Und mir ist schon immer aufgefallen, dass BILD-Zeitungsredakteure und -journalisten (allen voran Herr Kai Diekmann, der sich leider nun mal mit "ie" schreibt und nicht mit "ic") immer todunglücklich sind. Kein Wunder, die sind auch alle schlank wie Oskar ...
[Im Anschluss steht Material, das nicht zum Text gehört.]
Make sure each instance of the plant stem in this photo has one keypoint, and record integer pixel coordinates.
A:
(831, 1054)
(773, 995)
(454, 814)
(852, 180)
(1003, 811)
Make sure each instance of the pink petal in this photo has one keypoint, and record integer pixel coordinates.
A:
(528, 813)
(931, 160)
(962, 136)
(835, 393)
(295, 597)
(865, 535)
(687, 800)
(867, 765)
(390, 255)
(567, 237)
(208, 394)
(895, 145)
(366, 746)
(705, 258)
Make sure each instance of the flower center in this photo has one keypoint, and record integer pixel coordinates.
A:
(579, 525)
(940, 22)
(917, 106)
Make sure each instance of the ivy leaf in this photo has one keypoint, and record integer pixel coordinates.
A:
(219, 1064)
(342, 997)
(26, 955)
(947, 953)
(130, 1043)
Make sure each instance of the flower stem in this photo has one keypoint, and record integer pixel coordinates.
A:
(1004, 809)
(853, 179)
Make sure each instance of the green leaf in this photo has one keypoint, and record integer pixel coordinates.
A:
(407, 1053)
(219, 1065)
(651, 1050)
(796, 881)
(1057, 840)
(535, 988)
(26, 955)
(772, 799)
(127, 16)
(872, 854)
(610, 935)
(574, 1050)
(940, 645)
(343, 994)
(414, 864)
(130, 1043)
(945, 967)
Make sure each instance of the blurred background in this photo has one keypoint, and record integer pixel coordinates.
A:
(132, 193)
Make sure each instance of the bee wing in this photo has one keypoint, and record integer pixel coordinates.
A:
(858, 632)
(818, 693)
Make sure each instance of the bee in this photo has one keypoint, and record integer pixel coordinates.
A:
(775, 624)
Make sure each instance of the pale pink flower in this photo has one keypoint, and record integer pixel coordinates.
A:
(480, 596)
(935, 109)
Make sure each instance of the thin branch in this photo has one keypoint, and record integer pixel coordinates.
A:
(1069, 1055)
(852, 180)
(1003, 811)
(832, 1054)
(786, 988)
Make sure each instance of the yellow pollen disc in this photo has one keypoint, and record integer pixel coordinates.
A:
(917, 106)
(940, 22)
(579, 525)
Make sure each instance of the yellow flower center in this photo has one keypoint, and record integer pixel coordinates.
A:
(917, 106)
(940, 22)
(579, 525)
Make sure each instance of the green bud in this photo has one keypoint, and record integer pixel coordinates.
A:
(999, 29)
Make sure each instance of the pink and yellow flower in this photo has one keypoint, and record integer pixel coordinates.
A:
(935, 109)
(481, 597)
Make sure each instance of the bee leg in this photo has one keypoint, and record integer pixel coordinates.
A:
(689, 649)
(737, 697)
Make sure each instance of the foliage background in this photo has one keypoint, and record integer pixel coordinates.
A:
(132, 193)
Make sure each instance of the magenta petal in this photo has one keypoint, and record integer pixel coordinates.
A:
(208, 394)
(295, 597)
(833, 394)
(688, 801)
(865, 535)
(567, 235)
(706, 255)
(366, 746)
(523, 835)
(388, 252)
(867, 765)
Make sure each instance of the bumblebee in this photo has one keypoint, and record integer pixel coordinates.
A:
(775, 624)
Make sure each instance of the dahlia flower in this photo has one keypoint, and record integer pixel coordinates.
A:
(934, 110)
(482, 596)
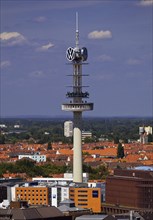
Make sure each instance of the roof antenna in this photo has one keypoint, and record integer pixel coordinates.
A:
(77, 31)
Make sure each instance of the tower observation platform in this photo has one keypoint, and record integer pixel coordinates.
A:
(78, 101)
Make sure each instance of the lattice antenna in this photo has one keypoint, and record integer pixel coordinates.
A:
(77, 31)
Trithemius - 13. Mai, 12:50

Da hast du recht. Allerdings gibt es ja eine noch oben offene Skala des Dickseins. Und wer sein Haus nur noch verlassen kann, wenn die Feuerwehr ihn mit einem Kran durchs Fenster hebt, ist auch unter Dicken dick.
Dass Kai Diekmann todunglücklich ist, habe ich noch nicht beobachtet. Meistens strotzt er vor Selbstgefälligkeit. Doch veilleicht weint er ja, wenns keiner sieht.
Trithemius - 13. Mai, 19:33

Zu Kai Diekmann und der BILD ...

Nanina (Gast) - 14. Mai, 11:06

Demokratie!

"So ist Volkes Stimme nicht unbedingt mit politischer Klugheit gesegnet. " Da muss ich Dir als überzeugte Anhängerin der direkten Demokratie natürlich widersprechen.
Ich versuche mich z.B. immer gut zu informieren, bevor ich abstimme und trotzdem wie oft, war ich nach ein paar Jahren froh, dass die Mehrheit anderer als meiner Meinung war...
Grüsse aus der Eidgenossenschaft! ;)
Nanina

immekeppel - 14. Mai, 18:23

wahres wort

sprichst du gelassen aus - aber leider werden plebiszite von führenden (cdu)politikern in deutschland unter anderem mit eben jener einstellung abgeschmettert, die da besagt, dass das volk zu wenig ahnung habe, um zu demokratisch vernünftigen entscheidung kommen (hatten wir das nicht auch schon bei kant, nicht im prinzip der vernunft, aber im praktischen?)
zu können - aha
Trithemius - 14. Mai, 19:10

Basisdemokratie

... finde ich grundsätzlich gut, doch je größer die Gemeinschaft, desto unwägbarer ihre Entscheidungen. Da sind Millionen, die täglich die Bildzeitung lesen oder sich irgendwelchen Quark bei RTL angucken. Da wird die NPD in einen Landtag gewählt usw.
Es gibt gewiss auch viele gut informierte Menschen, deren Verstand und Urteilsvermögen man trauen kann. Doch wenn man alles zusammenkippt, kann's ausgehen wie bei den körperhaften Farben - heraus kommt ein dreckiges Braun, und das hatten wir in der Politik auch schon, vom Volke gewählt, das noch auf die Frage: "Wollt ihr den totalen Krieg?" besinnungslos "Ja!" schrie.